Q: Your report stated that ‘in the last 18 months, over 100,000 mortgage employees and loan officers have left their jobs due to either choice or company layoffs.’ Where did these 100,000-plus go? And do you believe that the mortgage industry will ever return to its former size?

King: The research did not provide information on where these employees went. It is likely that some have left the industry, others moved to various financial services providers, and the remaining employees are still looking for work.

We believe that while the mortgage industry will eventually rebound somewhat, it will not return to its former size in the near term. The primary drivers are that the non-traditional and non-agency paper will be scrutinized more heavily, and investors will require more due diligence and documentation on these types of loans.
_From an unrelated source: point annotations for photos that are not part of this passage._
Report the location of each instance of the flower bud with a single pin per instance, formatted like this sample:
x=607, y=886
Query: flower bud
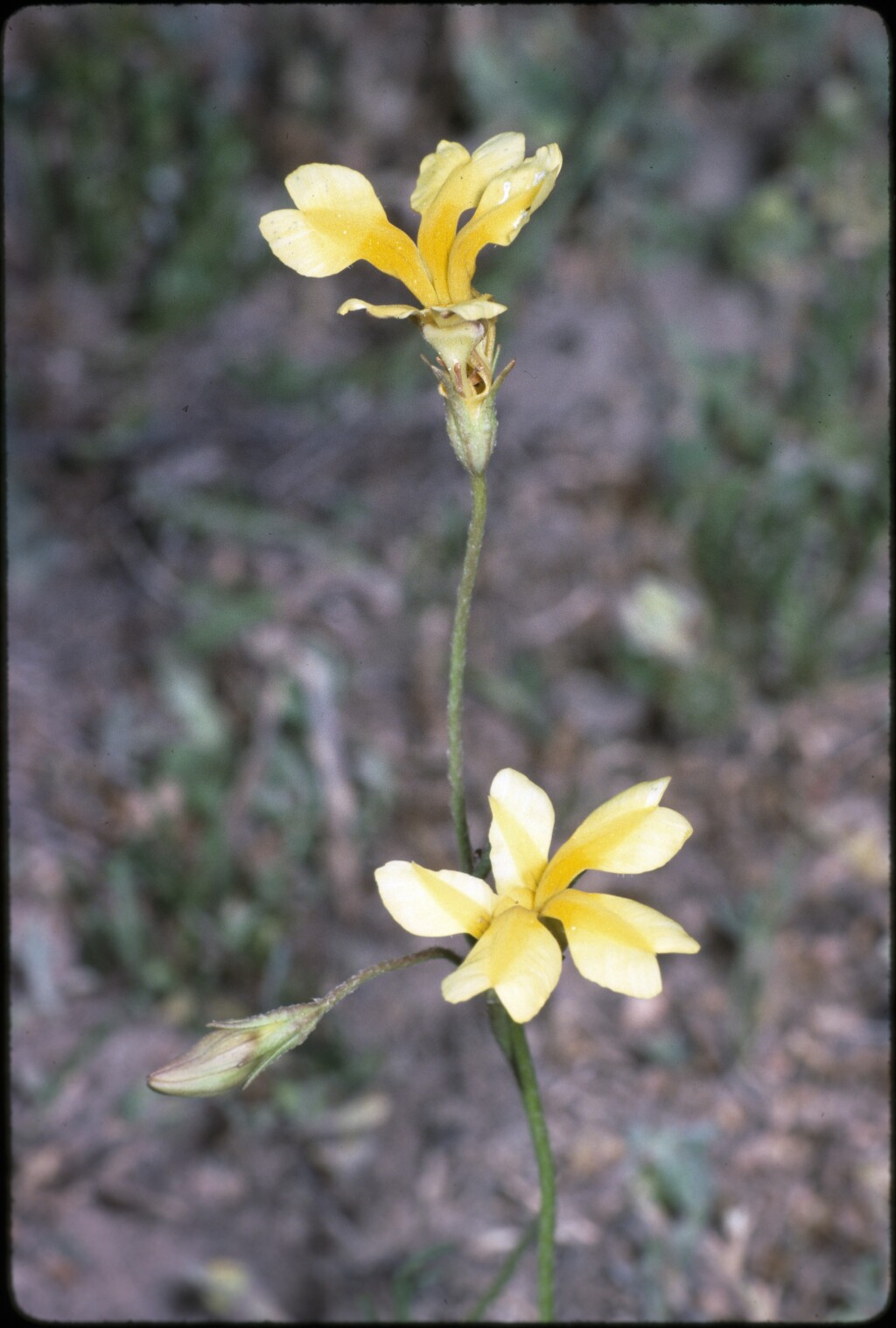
x=236, y=1052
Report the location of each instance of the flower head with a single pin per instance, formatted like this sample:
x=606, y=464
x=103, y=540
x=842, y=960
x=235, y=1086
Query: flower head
x=613, y=942
x=339, y=220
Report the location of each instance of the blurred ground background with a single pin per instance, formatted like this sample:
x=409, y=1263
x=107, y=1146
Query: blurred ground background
x=234, y=534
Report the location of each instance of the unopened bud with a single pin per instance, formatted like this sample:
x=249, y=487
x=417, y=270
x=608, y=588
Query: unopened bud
x=236, y=1052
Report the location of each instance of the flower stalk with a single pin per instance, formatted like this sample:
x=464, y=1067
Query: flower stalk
x=475, y=534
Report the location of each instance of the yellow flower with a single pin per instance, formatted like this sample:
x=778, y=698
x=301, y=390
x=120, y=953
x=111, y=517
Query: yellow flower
x=612, y=940
x=339, y=220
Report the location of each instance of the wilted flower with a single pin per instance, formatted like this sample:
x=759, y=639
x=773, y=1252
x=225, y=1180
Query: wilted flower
x=521, y=929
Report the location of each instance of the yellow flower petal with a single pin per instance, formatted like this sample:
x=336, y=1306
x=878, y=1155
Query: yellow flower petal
x=382, y=311
x=339, y=221
x=518, y=958
x=434, y=170
x=521, y=830
x=664, y=935
x=505, y=207
x=434, y=903
x=606, y=947
x=626, y=834
x=452, y=182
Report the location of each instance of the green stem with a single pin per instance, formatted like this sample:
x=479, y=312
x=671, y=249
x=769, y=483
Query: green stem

Q: In view of the current environment, what are the main risk management and risk mitigation issues facing the industry?

King: While most lenders have made adjustments to the quality and risk profile of new loan production, many are ‘stuck’ with the quality of loans already on the books. There is an intense focus at most lenders with adequately managing delinquency and losses.

We see many clients reviewing their processes, people, policies and technology to make sure they are getting the most out of their collection, recovery and foreclosure areas. These lenders are trying to be more efficient, versus just adding more incremental staff.

We have also seen lenders using more predictive analytics and behavioral scoring with custom treatments to drive optimal performance.

Q: Your report mentions that ‘creditworthiness of residential mortgages and subsequent pools will need to be matched against the appetite for risk of any potential secondary investor.’ In view of what transpired, what needs to be done to insure that ‘any potential secondary investor’ would even consider a mortgage-backed security, let alone buy one?

King: Future pools will likely have new conditions regarding credit quality, loan and pool buy-back provisions, performance over time, and pricing that is comparable to the level of risk.

We think that each party involved with the mortgage-backed security process will see a new level of requirements and process to help reduce the level of risk. Liquidity will return in time, with some new parameters.

Q: How do you see the current crisis progressing? And where/when/how will things return to normal?

King: We believe many challenges remain and do not have a target date for when things will ‘return to normal’ for the industry. We do think it will differ by lender, depending on the type of loans held (i.e., subprime, Alt-A, agency, geography, high-LTV, etc.).

We also think that those who survive this current ‘storm’ will be well positioned to grow significant market share during the rebound.